The nursery garden can provide enough seeds for the cooperative and local people. Ly Ta Den also encouraged the cooperative’s members to grow medicinal properties of plants in their open fields based on guided techniques and sell them back to the co-operative. After having a stable source of raw materials, the co-operative has invested in building a drying area, a processing factory and a system of machinery for distilling essential herbal extracts. The cooperative also built tobacco baths, a system of preliminary processing and pharmaceutical processing factories on an area of more than 4,000sq.m with a total investment of some VND2 billion (US$86,100).
Ly Ta Den and the cooperative’s members have brought their products to introduce at agriculture and medicine fairs and expos countrywide. In addition to provision of medicinal products made from traditional rare plants, the cooperative has also introduced and displayed its products to tourist destinations.
Moreover, Den has created a QR code for products of the cooperative and signed contracts with enterprises to open store chains to sell herbal medicines in Hanoi and Ho Chi Minh City as well as sell online. Old members of the cooperative who had withdrawn their money asked to join in again when they saw the development of the cooperative, bringing the members up to 25 who have donated their fields to grow medicinal plants.

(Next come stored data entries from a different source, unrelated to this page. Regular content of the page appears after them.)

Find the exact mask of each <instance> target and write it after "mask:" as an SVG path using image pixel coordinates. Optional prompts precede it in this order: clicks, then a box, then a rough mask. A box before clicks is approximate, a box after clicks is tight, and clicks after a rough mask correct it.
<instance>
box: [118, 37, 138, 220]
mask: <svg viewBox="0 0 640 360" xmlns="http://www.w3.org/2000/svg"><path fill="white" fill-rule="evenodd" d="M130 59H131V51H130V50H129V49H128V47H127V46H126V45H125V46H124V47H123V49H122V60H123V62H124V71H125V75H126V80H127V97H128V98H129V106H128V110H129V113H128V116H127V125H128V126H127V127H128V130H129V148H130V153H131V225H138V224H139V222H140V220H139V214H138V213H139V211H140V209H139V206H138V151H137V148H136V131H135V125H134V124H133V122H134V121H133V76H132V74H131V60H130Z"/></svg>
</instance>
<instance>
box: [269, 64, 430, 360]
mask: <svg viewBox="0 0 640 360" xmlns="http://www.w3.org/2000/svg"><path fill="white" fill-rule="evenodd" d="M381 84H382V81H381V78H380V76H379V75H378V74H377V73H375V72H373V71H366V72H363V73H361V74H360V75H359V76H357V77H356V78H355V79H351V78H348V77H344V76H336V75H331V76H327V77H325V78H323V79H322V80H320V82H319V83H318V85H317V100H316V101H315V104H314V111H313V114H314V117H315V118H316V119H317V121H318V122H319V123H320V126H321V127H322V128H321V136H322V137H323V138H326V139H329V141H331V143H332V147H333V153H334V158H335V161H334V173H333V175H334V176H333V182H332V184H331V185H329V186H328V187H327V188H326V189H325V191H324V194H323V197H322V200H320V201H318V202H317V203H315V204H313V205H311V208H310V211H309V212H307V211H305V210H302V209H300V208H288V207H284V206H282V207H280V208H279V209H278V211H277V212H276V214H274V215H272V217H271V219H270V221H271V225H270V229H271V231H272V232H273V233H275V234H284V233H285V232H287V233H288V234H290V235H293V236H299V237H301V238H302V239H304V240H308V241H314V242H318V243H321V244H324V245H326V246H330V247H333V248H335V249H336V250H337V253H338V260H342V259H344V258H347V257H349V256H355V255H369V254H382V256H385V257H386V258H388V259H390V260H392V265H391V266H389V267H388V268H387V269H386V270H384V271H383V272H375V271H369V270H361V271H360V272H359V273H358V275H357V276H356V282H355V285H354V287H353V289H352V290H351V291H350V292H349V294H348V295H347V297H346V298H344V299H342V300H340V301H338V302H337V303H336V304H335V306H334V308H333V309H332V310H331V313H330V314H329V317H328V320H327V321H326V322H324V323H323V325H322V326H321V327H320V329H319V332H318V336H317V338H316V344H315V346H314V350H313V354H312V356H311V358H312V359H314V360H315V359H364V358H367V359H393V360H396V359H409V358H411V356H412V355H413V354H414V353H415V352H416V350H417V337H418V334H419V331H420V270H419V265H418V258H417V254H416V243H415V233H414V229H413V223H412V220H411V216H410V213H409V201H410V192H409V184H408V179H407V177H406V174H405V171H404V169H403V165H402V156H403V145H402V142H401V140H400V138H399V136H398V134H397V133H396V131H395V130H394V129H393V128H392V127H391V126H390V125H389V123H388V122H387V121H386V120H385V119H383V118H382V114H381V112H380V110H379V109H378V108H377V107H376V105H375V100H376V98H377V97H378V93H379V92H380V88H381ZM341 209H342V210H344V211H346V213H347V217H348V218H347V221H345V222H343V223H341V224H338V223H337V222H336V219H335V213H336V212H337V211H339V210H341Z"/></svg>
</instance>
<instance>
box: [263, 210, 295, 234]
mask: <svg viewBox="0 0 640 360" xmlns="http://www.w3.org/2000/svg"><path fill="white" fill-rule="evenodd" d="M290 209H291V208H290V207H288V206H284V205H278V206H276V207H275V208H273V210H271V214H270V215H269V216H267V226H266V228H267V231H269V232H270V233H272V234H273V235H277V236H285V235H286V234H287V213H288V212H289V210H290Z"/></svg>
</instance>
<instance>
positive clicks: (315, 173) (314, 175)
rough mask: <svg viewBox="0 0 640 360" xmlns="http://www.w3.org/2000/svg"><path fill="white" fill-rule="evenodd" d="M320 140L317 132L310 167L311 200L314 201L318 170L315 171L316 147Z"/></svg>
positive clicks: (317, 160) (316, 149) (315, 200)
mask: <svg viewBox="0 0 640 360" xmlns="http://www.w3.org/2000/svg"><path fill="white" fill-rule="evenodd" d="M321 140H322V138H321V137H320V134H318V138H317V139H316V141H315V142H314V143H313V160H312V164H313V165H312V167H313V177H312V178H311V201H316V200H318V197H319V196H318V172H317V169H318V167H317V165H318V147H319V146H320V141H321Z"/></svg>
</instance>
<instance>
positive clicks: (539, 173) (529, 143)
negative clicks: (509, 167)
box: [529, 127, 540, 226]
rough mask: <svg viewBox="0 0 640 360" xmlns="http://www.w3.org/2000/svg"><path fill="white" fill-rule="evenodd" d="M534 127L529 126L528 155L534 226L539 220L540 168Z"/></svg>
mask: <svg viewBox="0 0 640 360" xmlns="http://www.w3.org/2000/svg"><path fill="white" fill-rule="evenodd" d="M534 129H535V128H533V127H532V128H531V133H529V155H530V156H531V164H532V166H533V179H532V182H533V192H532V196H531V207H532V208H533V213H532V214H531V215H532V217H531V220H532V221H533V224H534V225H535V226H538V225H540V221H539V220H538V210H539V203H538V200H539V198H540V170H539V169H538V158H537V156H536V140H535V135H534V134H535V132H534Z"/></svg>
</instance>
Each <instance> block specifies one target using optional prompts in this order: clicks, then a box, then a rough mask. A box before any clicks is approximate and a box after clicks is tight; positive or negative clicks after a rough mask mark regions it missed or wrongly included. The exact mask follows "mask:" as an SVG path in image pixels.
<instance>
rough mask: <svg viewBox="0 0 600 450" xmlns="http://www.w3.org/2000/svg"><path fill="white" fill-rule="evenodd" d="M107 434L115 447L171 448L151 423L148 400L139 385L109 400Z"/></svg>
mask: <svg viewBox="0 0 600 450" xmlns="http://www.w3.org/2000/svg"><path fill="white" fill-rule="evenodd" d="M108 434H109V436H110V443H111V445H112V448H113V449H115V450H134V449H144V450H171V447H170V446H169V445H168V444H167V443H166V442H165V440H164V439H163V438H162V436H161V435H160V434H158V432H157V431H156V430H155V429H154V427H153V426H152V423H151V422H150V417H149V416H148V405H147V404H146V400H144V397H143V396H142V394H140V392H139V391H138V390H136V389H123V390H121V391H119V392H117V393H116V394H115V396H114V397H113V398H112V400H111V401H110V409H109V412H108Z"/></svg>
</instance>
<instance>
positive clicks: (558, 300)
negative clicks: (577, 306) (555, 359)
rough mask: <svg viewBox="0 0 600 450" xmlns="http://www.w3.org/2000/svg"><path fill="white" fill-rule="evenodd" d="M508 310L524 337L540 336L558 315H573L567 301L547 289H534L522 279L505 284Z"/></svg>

After nearly six years of operation, the co-operative has created a brand name for the products and business activities are stable. The co-operative has invested in building relatively complete infrastructure systems, increasing revenue from production, preliminary processing of medicinal herbs, and most importantly, the cooperative's products have won the trust from customers. Each year, the co-operative develops from five to 10 hectares to make more than 200 tons of raw materials and sells many products including artichoke glue and ginger tea achieving three stars in the One Commune One Product (OCOP) program.
The cooperative’s present revenue is around VND1.3 billion and profit increases by 20 percent, its members receive a monthly salary of VND3 million – VND4 million a person. The cooperative’s shareholders get dividend at the end of every year. Ly Ta Den’s dream to convert his hometown into a center for preservation of Dao ethnic minority’s medicinal herbs has come true.
More and more tourists have flocked to the village to enjoy medicinal herbs. The living condition of locals has gradually improved thanks to the preservation of medicinal plants and opening of tourism services. Nineteen households in the village are ready to serve over 190 holidaymakers a day.